The scariest things John Bolton has said

Trump’s new national security adviser really, really wants to bomb Iran and North Korea.

Former U.S. Ambassador to the United Nations John Bolton speaks during CPAC 2018 February 22, 2018 in National Harbor, Maryland. CREDIT: Photo by Alex Wong/Getty Images
Former U.S. Ambassador to the United Nations John Bolton speaks during CPAC 2018 February 22, 2018 in National Harbor, Maryland. CREDIT: Photo by Alex Wong/Getty Images

National security adviser H.R. McMaster is the latest Trump administration casualty. He will be replaced by former United Nations Ambassador John Bolton, President Donald Trump announced in a tweet Thursday evening.

“I am very thankful for the service of General H.R. McMaster who has done an outstanding job & will always remain my friend,” Trump said. McMaster will officially leave his job April 9.

Bolton, who helped cover up the Iran-Contra scandal, holds a number of extreme foreign policy positions, and represents a shift even among Trump administration officials. Here are some of his dangerous, hawkish foreign policy and national security stances.


On bombing Iran
“The inescapable conclusion is that Iran will not negotiate away its nuclear program. Nor will sanctions block its building a broad and deep weapons infrastructure,” Bolton wrote in a 2015 New York Times column headlined, “To Stop Iran’s Bomb, Bomb Iran.”
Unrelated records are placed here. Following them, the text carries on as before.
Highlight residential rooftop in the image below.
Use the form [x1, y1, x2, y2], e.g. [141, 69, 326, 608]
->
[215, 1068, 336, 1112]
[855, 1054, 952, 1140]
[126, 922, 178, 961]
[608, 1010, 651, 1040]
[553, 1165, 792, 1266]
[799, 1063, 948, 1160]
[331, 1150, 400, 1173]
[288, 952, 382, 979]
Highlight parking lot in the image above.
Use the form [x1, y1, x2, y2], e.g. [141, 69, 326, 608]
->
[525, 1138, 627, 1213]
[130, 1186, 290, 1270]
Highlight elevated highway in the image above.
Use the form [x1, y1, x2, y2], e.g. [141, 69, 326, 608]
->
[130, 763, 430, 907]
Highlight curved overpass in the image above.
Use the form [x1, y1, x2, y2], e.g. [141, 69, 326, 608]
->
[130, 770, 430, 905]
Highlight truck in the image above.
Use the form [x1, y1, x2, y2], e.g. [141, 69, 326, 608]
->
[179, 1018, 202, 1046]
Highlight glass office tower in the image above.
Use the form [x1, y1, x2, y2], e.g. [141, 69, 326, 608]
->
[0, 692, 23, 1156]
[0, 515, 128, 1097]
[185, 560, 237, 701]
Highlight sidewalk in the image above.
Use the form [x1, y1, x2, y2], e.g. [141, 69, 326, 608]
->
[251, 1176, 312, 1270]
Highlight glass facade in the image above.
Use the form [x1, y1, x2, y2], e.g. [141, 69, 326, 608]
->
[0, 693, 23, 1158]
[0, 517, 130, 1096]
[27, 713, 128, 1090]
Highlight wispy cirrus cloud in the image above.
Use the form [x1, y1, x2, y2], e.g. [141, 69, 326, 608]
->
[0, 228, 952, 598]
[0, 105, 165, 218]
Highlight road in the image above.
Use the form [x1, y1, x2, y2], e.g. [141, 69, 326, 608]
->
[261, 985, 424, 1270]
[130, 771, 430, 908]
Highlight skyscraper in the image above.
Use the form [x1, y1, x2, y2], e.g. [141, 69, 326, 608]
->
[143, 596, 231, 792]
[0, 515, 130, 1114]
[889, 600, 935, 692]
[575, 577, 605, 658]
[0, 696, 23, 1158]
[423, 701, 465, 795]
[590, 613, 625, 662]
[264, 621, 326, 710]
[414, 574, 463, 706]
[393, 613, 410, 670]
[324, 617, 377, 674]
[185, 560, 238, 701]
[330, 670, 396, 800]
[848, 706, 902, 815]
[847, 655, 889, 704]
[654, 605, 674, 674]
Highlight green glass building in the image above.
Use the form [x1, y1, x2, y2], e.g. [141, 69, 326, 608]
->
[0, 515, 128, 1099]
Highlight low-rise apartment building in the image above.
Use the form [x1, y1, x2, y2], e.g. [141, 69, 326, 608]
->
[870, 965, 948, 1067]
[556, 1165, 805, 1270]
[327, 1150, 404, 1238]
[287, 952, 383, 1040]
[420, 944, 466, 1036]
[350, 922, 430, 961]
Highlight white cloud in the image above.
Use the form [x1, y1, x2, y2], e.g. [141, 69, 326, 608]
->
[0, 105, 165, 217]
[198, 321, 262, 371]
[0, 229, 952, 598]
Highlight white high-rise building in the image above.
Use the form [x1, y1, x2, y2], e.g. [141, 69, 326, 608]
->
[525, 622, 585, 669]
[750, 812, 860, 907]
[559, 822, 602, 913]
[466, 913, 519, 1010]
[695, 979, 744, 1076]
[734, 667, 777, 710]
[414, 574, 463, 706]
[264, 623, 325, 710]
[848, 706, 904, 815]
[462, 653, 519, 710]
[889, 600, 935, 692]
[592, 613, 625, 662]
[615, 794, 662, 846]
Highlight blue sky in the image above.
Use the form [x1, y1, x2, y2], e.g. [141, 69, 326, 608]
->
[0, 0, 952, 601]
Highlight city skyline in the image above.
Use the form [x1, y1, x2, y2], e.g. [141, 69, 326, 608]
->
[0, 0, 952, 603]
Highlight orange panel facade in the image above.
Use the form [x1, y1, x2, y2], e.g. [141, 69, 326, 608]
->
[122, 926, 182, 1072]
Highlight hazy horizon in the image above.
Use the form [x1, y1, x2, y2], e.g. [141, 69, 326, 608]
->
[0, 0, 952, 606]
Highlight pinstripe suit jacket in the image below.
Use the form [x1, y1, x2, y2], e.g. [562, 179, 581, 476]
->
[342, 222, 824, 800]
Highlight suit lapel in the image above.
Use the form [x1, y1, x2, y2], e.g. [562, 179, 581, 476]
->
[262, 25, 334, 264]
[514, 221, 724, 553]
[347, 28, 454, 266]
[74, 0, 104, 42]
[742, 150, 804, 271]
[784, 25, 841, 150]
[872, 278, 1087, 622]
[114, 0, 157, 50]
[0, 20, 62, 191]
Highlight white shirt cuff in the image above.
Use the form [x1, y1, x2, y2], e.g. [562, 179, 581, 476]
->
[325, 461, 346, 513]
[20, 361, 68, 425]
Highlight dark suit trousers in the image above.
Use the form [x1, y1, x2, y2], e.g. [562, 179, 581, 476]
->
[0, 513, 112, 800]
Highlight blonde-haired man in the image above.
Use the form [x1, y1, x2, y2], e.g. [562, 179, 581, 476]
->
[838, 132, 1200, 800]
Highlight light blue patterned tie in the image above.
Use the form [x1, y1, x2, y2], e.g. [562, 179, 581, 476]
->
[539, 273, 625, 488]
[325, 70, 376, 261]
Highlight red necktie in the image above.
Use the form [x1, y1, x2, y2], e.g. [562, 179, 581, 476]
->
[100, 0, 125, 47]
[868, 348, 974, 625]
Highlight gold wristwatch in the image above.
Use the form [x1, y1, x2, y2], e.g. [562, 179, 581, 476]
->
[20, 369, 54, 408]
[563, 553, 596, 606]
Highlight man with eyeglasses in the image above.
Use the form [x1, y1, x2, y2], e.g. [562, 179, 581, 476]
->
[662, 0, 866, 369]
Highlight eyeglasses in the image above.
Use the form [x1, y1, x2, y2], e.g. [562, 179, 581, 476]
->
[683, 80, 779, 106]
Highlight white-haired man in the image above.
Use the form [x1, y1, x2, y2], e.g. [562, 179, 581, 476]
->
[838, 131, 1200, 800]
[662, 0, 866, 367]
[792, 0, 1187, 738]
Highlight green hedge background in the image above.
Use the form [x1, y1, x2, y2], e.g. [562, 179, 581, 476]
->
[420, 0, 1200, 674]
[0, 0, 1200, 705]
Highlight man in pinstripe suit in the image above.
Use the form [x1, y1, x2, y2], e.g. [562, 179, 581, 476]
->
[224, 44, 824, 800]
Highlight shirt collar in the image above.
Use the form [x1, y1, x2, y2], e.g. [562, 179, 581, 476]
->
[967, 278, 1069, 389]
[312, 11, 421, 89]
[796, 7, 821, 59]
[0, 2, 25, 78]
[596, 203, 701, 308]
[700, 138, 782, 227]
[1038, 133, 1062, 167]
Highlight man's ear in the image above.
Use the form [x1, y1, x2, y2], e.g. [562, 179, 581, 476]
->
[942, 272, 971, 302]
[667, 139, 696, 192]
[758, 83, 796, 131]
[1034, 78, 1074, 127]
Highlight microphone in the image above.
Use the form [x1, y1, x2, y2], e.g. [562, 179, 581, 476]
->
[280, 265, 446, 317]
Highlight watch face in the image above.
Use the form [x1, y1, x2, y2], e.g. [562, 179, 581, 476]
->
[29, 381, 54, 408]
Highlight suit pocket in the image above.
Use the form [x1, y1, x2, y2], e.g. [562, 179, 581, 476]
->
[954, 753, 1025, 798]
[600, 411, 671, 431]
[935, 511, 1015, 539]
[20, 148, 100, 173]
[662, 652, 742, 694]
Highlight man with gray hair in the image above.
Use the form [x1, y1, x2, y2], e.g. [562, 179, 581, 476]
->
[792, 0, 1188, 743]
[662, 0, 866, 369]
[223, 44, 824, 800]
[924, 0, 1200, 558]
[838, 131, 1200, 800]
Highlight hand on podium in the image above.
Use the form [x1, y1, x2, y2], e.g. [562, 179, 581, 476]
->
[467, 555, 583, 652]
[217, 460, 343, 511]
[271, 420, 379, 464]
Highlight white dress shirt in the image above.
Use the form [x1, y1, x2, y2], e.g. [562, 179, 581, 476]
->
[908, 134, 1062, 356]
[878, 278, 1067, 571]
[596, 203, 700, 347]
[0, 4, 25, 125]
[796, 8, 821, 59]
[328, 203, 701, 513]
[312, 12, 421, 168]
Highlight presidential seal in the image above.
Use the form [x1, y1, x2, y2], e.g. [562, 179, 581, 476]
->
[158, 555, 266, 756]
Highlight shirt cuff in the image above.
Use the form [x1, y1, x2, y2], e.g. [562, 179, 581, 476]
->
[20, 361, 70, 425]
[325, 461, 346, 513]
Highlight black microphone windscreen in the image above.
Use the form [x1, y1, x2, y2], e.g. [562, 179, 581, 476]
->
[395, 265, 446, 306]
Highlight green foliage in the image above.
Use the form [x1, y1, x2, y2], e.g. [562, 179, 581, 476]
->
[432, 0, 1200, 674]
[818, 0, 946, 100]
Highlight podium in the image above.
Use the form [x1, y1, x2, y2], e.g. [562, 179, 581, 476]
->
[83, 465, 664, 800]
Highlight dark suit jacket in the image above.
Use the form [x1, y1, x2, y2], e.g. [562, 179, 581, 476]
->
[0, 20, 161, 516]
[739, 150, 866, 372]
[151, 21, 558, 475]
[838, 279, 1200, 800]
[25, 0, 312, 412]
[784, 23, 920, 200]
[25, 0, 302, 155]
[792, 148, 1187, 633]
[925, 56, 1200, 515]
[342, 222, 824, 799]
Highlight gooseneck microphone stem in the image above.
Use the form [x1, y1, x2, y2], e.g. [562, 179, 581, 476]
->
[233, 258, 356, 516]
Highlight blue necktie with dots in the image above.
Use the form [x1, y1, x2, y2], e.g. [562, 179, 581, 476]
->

“The inconvenient truth is that only military action like Israel’s 1981 attack on Saddam Hussein’s Osirak reactor in Iraq or its 2007 destruction of a Syrian reactor, designed and built by North Korea, can accomplish what is required. Time is terribly short, but a strike can still succeed.”

On bombing North Korea
“Pre-emption opponents argue that action is not justified because Pyongyang does not constitute an ‘imminent threat.’ They are wrong. The threat is imminent, and the case against pre-emption rests on the misinterpretation of a standard that derives from prenuclear, pre-ballistic-missile times,” Bolton wrote last month in a Wall Street Journal column headlined, “The Legal Case for Striking North Korea First.”

“Given the gaps in U.S. intelligence about North Korea, we should not wait until the very last minute. That would risk striking after the North has deliverable nuclear weapons, a much more dangerous situation.”

On the war in Iraq
“We are confident that Saddam Hussein has hidden weapons of mass destruction and production facilities in Iraq,” Bolton said in 2002 while serving as President George W. Bush’s under secretary of state for Arms Control and International Security.


There were not, of course, hidden weapons of mass destruction and production facilities in Iraq, but in 2015, Bolton said he had no regrets.

“I still think the decision to overthrow Saddam was correct. I think decisions made after that decision were wrong, although I think the worst decision made after that was the 2011 decision to withdraw U.S. and coalition forces,” Bolton said in an interview with the Washington Examiner. “The people who say, ‘Oh things would have been much better if you didn’t overthrow Saddam’ miss the point that today’s Middle East does not flow totally and unchangeably from the decision to overthrow Saddam alone.”

On ‘radical Islam’
“I think it’s important to say, at the outset every time the subject comes up, that we are talking about politics and ideology here,” he said at a conference in 2016. “This is not a question about religion. And those who say that ‘when you talk about radical Islam you are insulting Muslims all over the world,’ are simply engaged in propaganda.”

On Obama’s drone program
“It seems to me that the approach that the Obama administration is following is consistent with and really derived from the Bush administration approach to the War on Terror,” Bolton said on Fox in 2013. “And I think it is entirely sensible. Whether it is foreign citizens who are involved with Al Qaeda or American citizens, we are in a war. They have attacked us. We have a congressional authorization to use military force in response. And that’s what’s at stake here. This is not, you know, robbing the 7-Eleven down on the corner. These people are engaged in war against the United States.”

On Syrian refugees
“We have no obligation to bring them into this country,” Bolton said in an interview with Fox News in 2015.

On a two-state solution for Israel and Palestine
“We have just seen in the past days the final crash, if you needed any more evidence, that the two-state solution is a nonstarter,” he said in 2014. “[A two-state solution] would inevitably lead to a terror state on the other side of the border with Israel.”


On ‘provocative’ presidents
“We have a president who believes that our strength is provocative, only if we were less pushy, less American even,” Bolton said of Obama in 2012. “But it is American weakness that’s provocative and we have a very provocative president in the White House.”